# Amperimetro para medir potencia de un transmisor?



## DJ_Glenn (Jun 15, 2008)

Hola, por ahí me han recomendado que para ajustar un transmisor simplemente mida la corriente durante el ajuste. Me preguntaba que tan real es esta medición para conocer la potencia de salida del aparato en cuestión.

Hoy reconstruí uno de esos transmisores que alguna vez armé y no funcionaron... pero hoy si que funcionó  el asunto es que usa un BC548C como único componente activo y no tenía nada a mano para medir la potencia de rf así que me fijé cuanto está consumiendo... 21mA, alimentado con 12v, en potencia sería algo así como 252mW... pero no se si esto sea correcto o al menos real en rf.

Interesa conocer su potencia para poder agregar un amplificador.

Con un cablecito de unos 10 centimetros por antena, su alcance es de unos 50 metros, tal vez un poco más. esto podría ayudar a asumir la potencia verdad?

Les dejo el cto en cuestión:

*El BF199 fue reemplazado por un BC548c


----------



## DJ DRACO (Jun 16, 2008)

Cometiste un pequeño error en cuanto al circuito.
los transistores tipo BF no son reemplazables por los BC, pero si t*E* funciona: perfecto.

ahora, segun la medicion que realizaste la potencia esta bien y no tendra mas alcance q*UE *eso.

para q*UE* t*E* des una idea una potencia de 5 Watts da un alcance de 10 Kmetros.

t*E* serviria leer mis respuestas a un post de transmisor de 4 Km, en el cual postee todas las etapas de potencia necesarias para agregar a un transmisor de FM. saludos.


----------



## DJ_Glenn (Jun 17, 2008)

A decir verdad... Al principio lo armé con el BF199 pero no logré que hiciera ni mu. Luego le metí un 2n2218 pero además del ruido de fondo, era super inestable. Despues de un buen tiempo me decidí a revisarlo nuevamente pero el unico transistor que tenía a la mano era un BC548 así que se lo puse (la unica precaución que tuve fue con el patillaje). Funcionó de primera pero con mucho ruido hasta que logré sintonizarlo bien limpio. Lo alimenté con la fuente de un scanner HP (12VCcc*1A).

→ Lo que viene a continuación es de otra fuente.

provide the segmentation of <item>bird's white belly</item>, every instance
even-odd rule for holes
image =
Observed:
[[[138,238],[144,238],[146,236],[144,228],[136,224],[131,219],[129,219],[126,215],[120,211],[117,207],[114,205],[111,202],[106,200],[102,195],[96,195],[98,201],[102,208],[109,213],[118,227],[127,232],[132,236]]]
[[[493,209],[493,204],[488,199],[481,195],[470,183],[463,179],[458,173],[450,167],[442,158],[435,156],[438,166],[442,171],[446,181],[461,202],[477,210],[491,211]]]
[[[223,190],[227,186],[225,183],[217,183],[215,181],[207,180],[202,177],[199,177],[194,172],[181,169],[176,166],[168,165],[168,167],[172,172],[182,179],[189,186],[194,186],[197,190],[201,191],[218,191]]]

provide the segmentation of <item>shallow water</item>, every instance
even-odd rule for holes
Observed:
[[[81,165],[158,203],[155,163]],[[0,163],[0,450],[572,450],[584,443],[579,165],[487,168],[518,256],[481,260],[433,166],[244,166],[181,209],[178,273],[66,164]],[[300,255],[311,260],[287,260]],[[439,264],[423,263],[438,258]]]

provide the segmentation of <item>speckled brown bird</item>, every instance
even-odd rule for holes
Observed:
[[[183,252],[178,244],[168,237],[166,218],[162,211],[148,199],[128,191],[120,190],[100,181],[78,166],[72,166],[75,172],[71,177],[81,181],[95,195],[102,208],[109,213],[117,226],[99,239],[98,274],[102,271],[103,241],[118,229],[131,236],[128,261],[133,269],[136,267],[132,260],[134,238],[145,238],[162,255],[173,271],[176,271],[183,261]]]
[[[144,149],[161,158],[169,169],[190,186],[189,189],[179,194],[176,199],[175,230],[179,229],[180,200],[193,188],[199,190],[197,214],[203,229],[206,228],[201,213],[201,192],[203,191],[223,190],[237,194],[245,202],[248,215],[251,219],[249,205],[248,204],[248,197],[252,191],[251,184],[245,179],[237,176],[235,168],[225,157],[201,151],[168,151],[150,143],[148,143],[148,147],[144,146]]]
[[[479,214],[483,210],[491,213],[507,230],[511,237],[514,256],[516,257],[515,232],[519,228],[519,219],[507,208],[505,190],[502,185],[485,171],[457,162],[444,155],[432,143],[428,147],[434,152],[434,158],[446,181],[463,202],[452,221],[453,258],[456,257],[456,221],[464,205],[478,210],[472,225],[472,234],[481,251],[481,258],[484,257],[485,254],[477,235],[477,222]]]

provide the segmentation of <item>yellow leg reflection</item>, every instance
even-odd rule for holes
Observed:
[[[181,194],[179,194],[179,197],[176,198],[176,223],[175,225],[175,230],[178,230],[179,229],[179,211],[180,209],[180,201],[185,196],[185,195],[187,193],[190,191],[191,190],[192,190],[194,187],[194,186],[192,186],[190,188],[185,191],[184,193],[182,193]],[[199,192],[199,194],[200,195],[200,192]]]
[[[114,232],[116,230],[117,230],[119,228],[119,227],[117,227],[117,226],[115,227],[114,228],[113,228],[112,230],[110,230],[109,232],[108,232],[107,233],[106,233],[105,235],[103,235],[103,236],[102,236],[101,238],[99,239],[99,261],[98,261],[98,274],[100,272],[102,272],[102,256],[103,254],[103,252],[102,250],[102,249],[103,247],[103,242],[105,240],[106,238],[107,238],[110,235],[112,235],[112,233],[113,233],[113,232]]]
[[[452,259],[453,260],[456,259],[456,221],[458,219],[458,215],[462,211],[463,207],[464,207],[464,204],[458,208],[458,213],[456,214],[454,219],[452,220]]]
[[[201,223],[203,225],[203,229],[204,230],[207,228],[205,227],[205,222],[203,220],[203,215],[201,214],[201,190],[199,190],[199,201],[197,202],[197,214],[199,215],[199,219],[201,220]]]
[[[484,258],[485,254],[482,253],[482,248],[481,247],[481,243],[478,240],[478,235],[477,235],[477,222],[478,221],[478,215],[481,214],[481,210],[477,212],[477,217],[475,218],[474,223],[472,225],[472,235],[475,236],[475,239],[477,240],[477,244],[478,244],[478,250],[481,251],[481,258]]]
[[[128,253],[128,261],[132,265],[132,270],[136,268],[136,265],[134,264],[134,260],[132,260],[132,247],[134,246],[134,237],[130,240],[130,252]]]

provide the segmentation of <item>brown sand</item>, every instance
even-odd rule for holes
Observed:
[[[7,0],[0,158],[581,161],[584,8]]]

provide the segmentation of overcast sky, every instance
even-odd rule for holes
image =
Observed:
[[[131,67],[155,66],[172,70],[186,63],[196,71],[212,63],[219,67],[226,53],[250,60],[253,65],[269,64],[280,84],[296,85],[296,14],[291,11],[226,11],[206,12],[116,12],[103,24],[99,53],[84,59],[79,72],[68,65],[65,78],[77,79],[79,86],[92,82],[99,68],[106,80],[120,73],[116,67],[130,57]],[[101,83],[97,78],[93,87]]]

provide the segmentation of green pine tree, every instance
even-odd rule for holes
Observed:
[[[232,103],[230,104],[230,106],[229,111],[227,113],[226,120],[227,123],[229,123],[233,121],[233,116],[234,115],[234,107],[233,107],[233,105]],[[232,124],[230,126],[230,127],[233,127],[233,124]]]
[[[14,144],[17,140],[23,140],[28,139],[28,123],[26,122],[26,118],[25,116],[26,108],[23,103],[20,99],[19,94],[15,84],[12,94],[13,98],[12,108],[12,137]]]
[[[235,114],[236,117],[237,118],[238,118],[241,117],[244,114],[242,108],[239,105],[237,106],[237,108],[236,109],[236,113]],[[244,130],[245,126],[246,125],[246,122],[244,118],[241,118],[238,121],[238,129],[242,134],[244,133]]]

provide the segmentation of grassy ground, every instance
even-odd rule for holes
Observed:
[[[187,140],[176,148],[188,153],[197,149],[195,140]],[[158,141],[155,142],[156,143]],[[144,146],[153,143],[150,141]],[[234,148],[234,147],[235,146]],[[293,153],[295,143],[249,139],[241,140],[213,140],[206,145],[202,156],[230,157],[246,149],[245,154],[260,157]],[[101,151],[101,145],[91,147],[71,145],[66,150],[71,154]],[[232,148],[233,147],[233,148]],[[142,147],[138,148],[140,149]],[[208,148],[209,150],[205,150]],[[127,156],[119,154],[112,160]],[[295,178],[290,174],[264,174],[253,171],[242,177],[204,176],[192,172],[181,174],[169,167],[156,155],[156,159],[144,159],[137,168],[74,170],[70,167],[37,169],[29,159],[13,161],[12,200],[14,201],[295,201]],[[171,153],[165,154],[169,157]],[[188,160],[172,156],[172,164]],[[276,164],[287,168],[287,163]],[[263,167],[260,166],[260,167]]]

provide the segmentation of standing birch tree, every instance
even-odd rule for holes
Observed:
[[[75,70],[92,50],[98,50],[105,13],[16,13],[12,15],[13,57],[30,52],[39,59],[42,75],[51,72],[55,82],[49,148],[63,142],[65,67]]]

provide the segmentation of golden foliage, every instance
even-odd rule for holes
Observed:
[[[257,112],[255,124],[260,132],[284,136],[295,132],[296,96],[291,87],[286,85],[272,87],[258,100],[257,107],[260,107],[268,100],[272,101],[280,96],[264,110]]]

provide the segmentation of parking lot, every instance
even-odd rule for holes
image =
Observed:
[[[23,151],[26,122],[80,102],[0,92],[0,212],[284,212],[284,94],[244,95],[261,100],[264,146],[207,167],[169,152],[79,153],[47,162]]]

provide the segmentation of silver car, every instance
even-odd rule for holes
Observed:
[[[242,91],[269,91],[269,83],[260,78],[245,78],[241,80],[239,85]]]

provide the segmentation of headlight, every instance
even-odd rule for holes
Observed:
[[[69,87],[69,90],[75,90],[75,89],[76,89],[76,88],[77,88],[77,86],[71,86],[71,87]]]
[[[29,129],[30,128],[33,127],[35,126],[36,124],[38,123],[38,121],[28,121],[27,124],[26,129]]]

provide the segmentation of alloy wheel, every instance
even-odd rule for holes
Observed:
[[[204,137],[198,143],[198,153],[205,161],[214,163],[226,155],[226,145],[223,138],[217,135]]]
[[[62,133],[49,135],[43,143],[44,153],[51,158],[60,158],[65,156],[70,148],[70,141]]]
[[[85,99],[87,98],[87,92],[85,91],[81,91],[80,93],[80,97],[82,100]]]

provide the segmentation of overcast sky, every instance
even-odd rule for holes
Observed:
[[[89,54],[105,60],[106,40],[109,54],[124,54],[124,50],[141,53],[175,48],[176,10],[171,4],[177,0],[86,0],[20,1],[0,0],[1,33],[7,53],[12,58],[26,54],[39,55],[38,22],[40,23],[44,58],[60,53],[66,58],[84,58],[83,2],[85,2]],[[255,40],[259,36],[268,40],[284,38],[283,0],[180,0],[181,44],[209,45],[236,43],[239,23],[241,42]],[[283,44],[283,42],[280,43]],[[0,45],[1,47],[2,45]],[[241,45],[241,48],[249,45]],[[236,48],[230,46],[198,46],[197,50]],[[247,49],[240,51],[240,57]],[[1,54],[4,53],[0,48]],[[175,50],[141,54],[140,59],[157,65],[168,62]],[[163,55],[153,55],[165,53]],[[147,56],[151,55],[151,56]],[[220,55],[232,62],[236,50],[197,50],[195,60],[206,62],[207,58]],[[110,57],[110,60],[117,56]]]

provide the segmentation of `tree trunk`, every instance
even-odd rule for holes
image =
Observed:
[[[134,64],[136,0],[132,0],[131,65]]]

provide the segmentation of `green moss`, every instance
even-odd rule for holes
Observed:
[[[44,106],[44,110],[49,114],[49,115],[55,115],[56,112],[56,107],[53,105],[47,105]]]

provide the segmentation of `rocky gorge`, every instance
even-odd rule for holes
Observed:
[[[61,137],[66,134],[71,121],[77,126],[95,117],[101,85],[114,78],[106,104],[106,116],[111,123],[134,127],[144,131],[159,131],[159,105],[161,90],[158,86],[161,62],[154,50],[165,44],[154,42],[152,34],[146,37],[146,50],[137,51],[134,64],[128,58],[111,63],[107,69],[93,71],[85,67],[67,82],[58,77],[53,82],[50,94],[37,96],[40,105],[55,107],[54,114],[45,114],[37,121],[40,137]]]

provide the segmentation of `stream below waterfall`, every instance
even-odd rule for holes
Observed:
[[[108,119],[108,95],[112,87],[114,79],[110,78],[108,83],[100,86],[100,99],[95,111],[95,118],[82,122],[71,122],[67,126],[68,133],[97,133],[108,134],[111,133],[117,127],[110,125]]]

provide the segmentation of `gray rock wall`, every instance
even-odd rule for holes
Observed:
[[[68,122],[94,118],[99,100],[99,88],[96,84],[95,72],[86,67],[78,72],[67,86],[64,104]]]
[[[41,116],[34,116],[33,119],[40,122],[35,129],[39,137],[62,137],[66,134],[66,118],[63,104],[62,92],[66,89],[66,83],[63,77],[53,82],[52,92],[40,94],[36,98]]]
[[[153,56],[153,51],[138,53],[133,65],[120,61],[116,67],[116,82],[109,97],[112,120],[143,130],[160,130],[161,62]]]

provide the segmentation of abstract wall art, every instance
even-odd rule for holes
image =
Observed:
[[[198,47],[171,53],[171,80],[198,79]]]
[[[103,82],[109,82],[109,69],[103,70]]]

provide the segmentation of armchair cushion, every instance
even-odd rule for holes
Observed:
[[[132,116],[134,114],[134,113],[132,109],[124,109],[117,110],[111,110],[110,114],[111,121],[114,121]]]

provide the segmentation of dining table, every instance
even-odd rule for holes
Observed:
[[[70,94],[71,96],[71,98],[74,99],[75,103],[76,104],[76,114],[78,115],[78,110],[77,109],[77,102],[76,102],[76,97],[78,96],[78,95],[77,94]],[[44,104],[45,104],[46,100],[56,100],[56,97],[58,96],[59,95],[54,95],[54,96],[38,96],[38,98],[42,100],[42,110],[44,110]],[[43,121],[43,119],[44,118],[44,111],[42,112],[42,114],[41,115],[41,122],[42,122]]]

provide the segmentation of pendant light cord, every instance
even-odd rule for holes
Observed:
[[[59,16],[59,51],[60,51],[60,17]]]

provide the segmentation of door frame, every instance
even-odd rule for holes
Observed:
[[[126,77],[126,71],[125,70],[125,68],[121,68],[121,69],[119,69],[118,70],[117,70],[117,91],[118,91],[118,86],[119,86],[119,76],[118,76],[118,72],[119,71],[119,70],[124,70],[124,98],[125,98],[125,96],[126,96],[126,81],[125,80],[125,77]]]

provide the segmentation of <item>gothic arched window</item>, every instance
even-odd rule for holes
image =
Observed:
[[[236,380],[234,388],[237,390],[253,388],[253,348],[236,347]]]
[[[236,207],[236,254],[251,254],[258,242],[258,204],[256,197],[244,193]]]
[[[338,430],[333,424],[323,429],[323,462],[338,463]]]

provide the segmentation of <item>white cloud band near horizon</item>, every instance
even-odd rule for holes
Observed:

Entonces 21mA de corriente es la potencia que tengo a la salida... me parece mucho por tratarse de un transistor tan pequeño cuya unica funcion es la de modulador, pero no deja de ser interesante. Ya estoy pensando en meterle un pll. Con una consulta sobre esto seguimos en otro tópico...


----------



## arriaco (Jun 25, 2008)

El rendimiento en radiofrecuencia suele ser aproximadamente el 50%. O sea, que hiciste bien el cálculo de potencia (252 mW), pero no significa que tuvieran 252 mW en radiofrecuencia, sino que tenías esa potencia en consumo. Como en radiofrecuencia se pierde casi la mitad en generar calor, realmente y con un poco de suerte tendrías realmente 121 mW aproximadamente, lógicamente debes constrastarla con un watímetro, porque luego estaría el tema de las frecuencias armónicas generadas y que estarían encuadradas en esos 121 mW. Es decir, que para poner un ejemplo gráfico, tendrías 10 mW en el primer armónico, unos 8 mW en el segundo y unos 3 en el tercero... entonces... LIMPIAMENTE Y REALMENTE tendrás en la frecuencia fundamental que es la que seguramente te interese, unos 100 mW, ¿ves la relatividad que tiene la potencia? siempre que se habla de circuitos osciladores y/o amplificador, se habla de potencia máxima, o sea, la que tienen también los armónicos... lo que ocurre esque para éso están los Filtros pasabandas y/o pasabajos, para eliminar esas frecuencias "dobladas" y superpuestas a la principal y que son en toda regla, indeseables...


----------



## alexx_57 (Jun 27, 2008)

Hola, no te recomiendo que uses un amperimetro para "tener una idea" de la potencia irradiada, tene en cuenta que esa potencia tambien esta dada por la impedancia de salida, o sea en otras palabras si tenes una antena (o carga) mal adaptada, vas a tener mucho consumo pero vas a estar irradiando poco, todo el consumo que vos veas en el amperimetro se va a estar disipando en calor en el transistor de salida,(esto en potencias grandes te puedo arruinar el transistor de salida) te recomiendo que armes algun medidor de roe en internet hay varios circuitos lo haces con una placa de epoxi y un microamperimetro. saludos!


----------



## DJ_Glenn (Jun 28, 2008)

Gracias a todos por responder. tengo armado un 'watimetro'... pero que por alguna razòn no marca nada de nada en ninguna escala...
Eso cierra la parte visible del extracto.